At 38mm wide in 18k white gold, the Van Cleef & Arpels Lady Arpels Ronde des Papillons is not what I would call a petite timepiece, but it is smaller than some previous Poetic Complication watches we’ve seen from the brand. This shows a decided effort to make such watches more wearable for more women. A common complaint about timepieces such as this is that, while they are beautiful and impressive, a large size prevents them from being as elegant as they could be.
Use of the single-lug style of the Lady Arpels case helps, and you can see in my photography how the Van Cleef & Arpels Lady Arpels Ronde des Papillons looks on a woman’s wrist. The bezel of the watch is set with diamonds, and an additional diamond is set into the crown.
So much of the case and dial are decorated in a beautiful manner that seeing stuff like this in person can be breathtaking. The rear of the case, for example, is engraved, and there is a view through the sapphire crystal caseback window of the enamel-painted automatic rotor with butterflies on it. It all looks very pretty (and poetic).

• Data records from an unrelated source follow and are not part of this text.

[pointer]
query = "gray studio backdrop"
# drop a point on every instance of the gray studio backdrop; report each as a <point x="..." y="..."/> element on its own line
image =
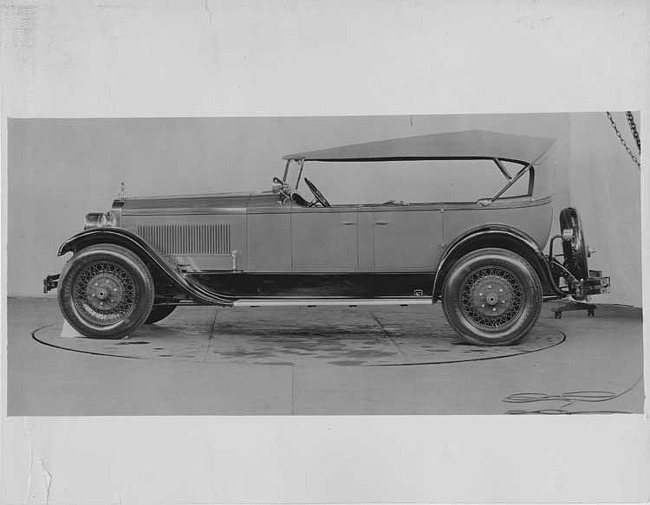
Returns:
<point x="60" y="169"/>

Before discussing the functionality of the Van Cleef & Arpels Lady Arpels Ronde des Papillons movement, I’d like to remind you that the dial and dial elements are done by hand. That includes engraving of the gold figurines and mother-of-pearl clouds, as well as painting and assembly. Few “maisons” do this type of work other than Van Cleef & Arpels. The detail on the Van Cleef & Arpels Lady Arpels Ronde des Papillons is stunning even if there are scientific questions about whether or not birds and butterflies would ever be fluttering about in such a friendly manner – and at such altitudes…
The Van Cleef & Arpels Lady Arpels Ronde des Papillons dial indicates the time with minutes and hours using a series of retrograde dials. The bird acts as the hand for the hour indicator scale, and there are three other retrograde scales for the minutes, as the total minutes in each hour are separated. This gives the dial a fascinating look as well as the opportunity to have three butterfly figurines as minute indicator hands. Using elliptical-shaped gears, the butterfly minute hands also move at different speeds – which is interesting.
This latter concept begins to make more sense when operating the Van Cleef & Arpels Lady Arpels Ronde des Papillons watch’s “on-demand animation.” When the pusher at about 8 o’clock on the case is pressed, an animation involving the figures on the dial goes into motion as they “fly around through the clouds.” To get a better idea of what this is like, I recommend viewing the video above.
This complicated mechanical feat is based on a module which was designed exclusively for Van Cleef & Arpels which goes over a base Swiss automatic movement that has 40 hours of power reserve. Apparently, Van Cleef & Arpels also has a patent pending on the “animation mode.” All this so that a few lucky collectors are able to enjoy this French “aerial ballet” on the Van Cleef & Arpels Lady Arpels Ronde des Papillons watch dial.
The Van Cleef & Arpels Lady Arpels Ronde des Papillons isn’t a limited edition watch, but rather produced as part of their “permanent collection” in small quantities as a numbered series. Museum-quality and emotionally charged, this is the exact type of watch I like to see being produced for female watch lovers, even if it is far removed from the typical Rolex or Cartier timepieces which exist as much more common (and accessible) typical luxury watches for women. Van Cleef & Arpels prefers the “price on request” approach to explaining the matter of cost, as these timepieces are usually in the several-hundred-thousand-dollar range.